The Nevada Board of Regents unanimously approved the appointment of Keith Whitfield as UNLV’s newest president at a special meeting Thursday, providing a replacement for interim President Marta Meana and ending the two-year vacancy triggered by the sudden departure of former President Len Jessup in 2018.
Whitfield, who will also be UNLV’s first Black president, comes by way of Wayne State University in Detroit, where he serves as provost, senior vice president of academic affairs and a professor of psychology. He previously served as a vice provost for academic affairs at Duke University, where he was also a professor of psychology and a research professor.
In discussing his confirmation as president, Regent Trevor Hayes, who chaired the search committee, praised his academic work, saying in part that he couldn’t remember a candidate with as many published papers as Whitfield.
The terms of Whifield’s four-year contract stipulate a $500,000 base salary per fiscal year, as well as $8,000 per year for a car allowance, $18,000 in a housing allowance and a $5,000 host account — all effective Aug. 24.
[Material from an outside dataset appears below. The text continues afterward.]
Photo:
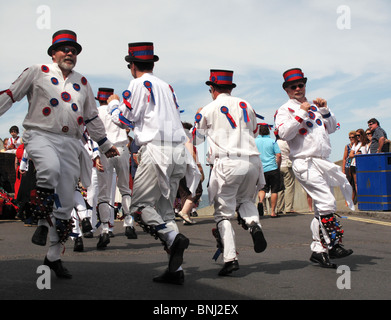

Whitfield will be the 11th president at UNLV, but already the third to take the job since 2009, not including two acting presidents who also served over that time span.
His predecessor, Jessup, left in an acrimonious divorce from the university in April 2018, blaming his exit on “personal and professional” attacks from regents and Chancellor Thom Reilly. Meana, at the time the dean of the university’s Honors College, took over as acting president in July of that year.
She had expressed an interest in applying for the permanent position in the latter half of 2019, but announced in February that she was bowing out of the process. At the time, she said that her plans “did not align” with the need for a new permanent president to make a long-term commitment to UNLV.
The decision by regents to name a new president was an expedited one, spurred by the possibility that one of the three external candidates for the job could accept a new position elsewhere should the selection process drag on for too long.
It also comes as one of three high-level replacements among top jobs at the Nevada System of Higher Education and its institutions. Regents last month selected Melody Rose to take over as system chancellor in the fall, while a decision on a new permanent president at UNR is expected later this year.
Whitfield will take over the job at a time of ongoing uncertainty both for UNLV and for the state’s higher education system at large, as the still-rippling economic effects of the coronavirus pandemic have gutted revenues and triggered widespread budget reductions that have only deepened as the pandemic continues to drag on.
In a coda to last week’s special legislative session called to plug the state’s $1.2 billion budget hole, legislators piled on an additional $25 million cut to NSHE. It raised the total amount cut for fiscal year 2021 to roughly $135 million and, for the first time, raised the specter of layoffs at the state’s seven colleges and universities.
Additional revenue losses at each institution caused by the pandemic have only deepened the financial crisis. At UNLV alone, administrators estimated more than $62 million in lost revenue and additional expenditures for the 2021 fiscal year.